Along with these four basic types, custom attribute-mappings support the concept of an optional default value assignment. The default value assignment ensures that a target attribute is populated with a value if there's not a value in Microsoft Entra ID or on the target object. The most common configuration is to leave this blank. For more information about mapping attributes, see How Application Provisioning works in Microsoft Entra ID.

Understanding attribute-mapping properties

In the previous section, you were introduced to the attribute-mapping type property. Along with this property, attribute-mappings also supports the attributes:

  • Source attribute - The user attribute from the source system (example: Microsoft Entra ID).
  • Target attribute – The user attribute in the target system (example: ServiceNow).
  • Default value if null (optional) - The value that is passed to the target system if the source attribute is null. This value is only provisioned when a user is created. The "default value when null" isn't provisioned when updating an existing user. For example, add a default value for job title, when creating a user, with the expression: Switch(IsPresent([jobTitle]), "DefaultValue", "True", [jobTitle]). For more information about expressions, see Reference for writing expressions for attribute mappings in Microsoft Entra ID.
  • Match objects using this attribute – Whether this mapping should be used to uniquely identify users between the source and target systems. Used on userPrincipalName or mail attribute in Microsoft Entra ID and mapped to a username field in a target application.
  • Matching precedence – Multiple matching attributes can be set. When there are multiple, they're evaluated in the order defined by this field. As soon as a match is found, no further matching attributes are evaluated. While you can set as many matching attributes as you would like, consider whether the attributes you're using as matching attributes are truly unique and need to be matching attributes. Generally customers have one or two matching attributes in their configuration.
  • Apply the mapping.
    • Always – Apply this mapping on both user creation and update actions.
    • Only during creation - Apply this mapping only on user creation actions.

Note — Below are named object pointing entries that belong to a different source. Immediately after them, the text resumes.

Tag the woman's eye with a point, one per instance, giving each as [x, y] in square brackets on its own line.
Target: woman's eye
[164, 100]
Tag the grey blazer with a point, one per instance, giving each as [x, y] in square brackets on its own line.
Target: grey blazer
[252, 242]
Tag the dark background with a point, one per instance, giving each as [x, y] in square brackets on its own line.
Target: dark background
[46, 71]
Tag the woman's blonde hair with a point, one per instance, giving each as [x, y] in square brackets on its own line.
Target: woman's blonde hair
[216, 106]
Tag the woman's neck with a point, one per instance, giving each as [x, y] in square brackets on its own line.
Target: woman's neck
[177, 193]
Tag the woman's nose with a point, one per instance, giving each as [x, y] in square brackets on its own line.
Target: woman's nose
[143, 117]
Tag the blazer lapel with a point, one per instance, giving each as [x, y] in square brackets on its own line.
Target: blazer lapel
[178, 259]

Matching users in the source and target systems

The Microsoft Entra provisioning service can be deployed in both "green field" scenarios (where users don't exist in the target system) and "brownfield" scenarios (where users already exist in the target system). To support both scenarios, the provisioning service uses the concept of matching attributes. Matching attributes allow you to determine how to uniquely identify a user in the source and match the user in the target. As part of planning your deployment, identify the attribute that can be used to uniquely identify a user in the source and target systems. Things to note:

  • Matching attributes should be unique: Customers often use attributes such as userPrincipalName, mail, or object ID as the matching attribute.
  • Multiple attributes can be used as matching attributes: You can define multiple attributes to be evaluated when matching users and the order in which they're evaluated (defined as matching precedence in the UI). If for example, you define three attributes as matching attributes, and a user is uniquely matched after evaluating the first two attributes, the service won't evaluate the third attribute. The service evaluates matching attributes in the order specified and stops evaluating when a match is found.
  • The value in the source and the target don't have to match exactly: The value in the target can be a function of the value in the source. So, one could have an emailAddress attribute in the source and the userPrincipalName in the target, and match by a function of the emailAddress attribute that replaces some characters with some constant value.
  • Matching based on a combination of attributes isn't supported: Most applications don't support querying based on two properties. Therefore, it's not possible to match based on a combination of attributes. It's possible to evaluate single properties on after another.
  • All users must have a value for at least one matching attribute: If you define one matching attribute, all users must have a value for that attribute in the source system. If for example, you define userPrincipalName as the matching attribute, all users must have a userPrincipalName. If you define multiple matching attributes (for example, both extensionAttribute1 and mail), not all users have to have the same matching attribute. One user could have a extensionAttribute1 but not mail while another user could have mail but no extensionAttribute1.
  • The target application must support filtering on the matching attribute: Application developers allow filtering for a subset of attributes on their user or group API. For applications in the gallery, we ensure that the default attribute mapping is for an attribute that the target application's API does support filtering on. When changing the default matching attribute for the target application, check the non-Microsoft API documentation to ensure that the attribute can be filtered on.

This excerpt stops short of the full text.